Jack's eyes... they'd seen a lot. And others saw a lot in them.

Those dark brown, sometimes beady eyes were the portals that took in the world. Middle-aged, now, with full, salt-and-pepper brows interrupted by a deep crease, those eyes. Life hadn't always been good, but it had always been full.

In the military, they'd seen a lot of action. In the Gulf they'd seen blood n' guts, pain and terror... soul-wrenching stuff that he often wanted to physically and emotionally shut out. He wanted, then, to just close those eyelids and erase the images captured by the camera of his mind... but it never worked.
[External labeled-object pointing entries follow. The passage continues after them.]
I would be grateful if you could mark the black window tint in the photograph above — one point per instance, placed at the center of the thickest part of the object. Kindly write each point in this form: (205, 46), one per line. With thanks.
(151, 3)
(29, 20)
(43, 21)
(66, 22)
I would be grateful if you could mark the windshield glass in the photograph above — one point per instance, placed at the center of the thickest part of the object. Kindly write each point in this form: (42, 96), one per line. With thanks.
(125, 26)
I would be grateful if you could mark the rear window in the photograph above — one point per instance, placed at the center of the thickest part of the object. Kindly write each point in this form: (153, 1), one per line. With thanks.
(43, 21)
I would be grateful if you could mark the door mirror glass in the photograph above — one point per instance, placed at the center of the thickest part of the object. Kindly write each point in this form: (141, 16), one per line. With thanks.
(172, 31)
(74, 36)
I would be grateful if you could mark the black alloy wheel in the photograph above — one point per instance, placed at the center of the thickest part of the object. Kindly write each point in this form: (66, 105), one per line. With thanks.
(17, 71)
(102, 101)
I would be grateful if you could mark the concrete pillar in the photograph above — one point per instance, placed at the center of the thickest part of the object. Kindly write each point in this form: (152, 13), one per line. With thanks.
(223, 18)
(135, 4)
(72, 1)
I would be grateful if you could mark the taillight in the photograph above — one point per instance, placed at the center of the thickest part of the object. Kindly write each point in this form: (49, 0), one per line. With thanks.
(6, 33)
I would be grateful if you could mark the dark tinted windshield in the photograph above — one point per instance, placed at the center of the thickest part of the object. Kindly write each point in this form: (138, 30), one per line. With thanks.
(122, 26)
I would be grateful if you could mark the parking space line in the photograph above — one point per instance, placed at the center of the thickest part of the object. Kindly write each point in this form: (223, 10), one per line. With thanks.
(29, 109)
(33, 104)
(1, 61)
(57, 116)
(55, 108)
In the desert, at night, when they finally closed in utter exhaustion, he did not find the mercy of dreamless oblivion. Instead he found the terror of remembered, intensified, and distorted reality. His eyeballs roamed restlessly under closed lids when that happened.

It was the same off-world, too, as leader of SG-1, though with much different enemies, in a different time, different locale, and with other men and women fighting by his side.

Jack's eyes had seen the noble – the acts of bravery and heroism, of selfless acts. He had only to concentrate just a bit to remember the situations, to bring those people's faces before him. That was the only way some existed, now – in the recesses of his mind, and in the minds of others. They would never again be seen again in the "ordinary" sense.

Those eyes had seen things that were so damned wrong – political blustering and posturing, pride and belligerence. People who were out for "#1," and the rest of the world, or worlds, be damned. Things that should've been made right, but weren't always. His eyes would flash with impatience and disgust, then.

Sometimes, almost as if he was watching someone else, he had seen himself doing things. There was the time he looked down to see his right hand slowly and reluctantly reach out to clasp the pale, bony hand of Thor. It was a strange yet momentous thing, a moment that boded well for Planet Earth.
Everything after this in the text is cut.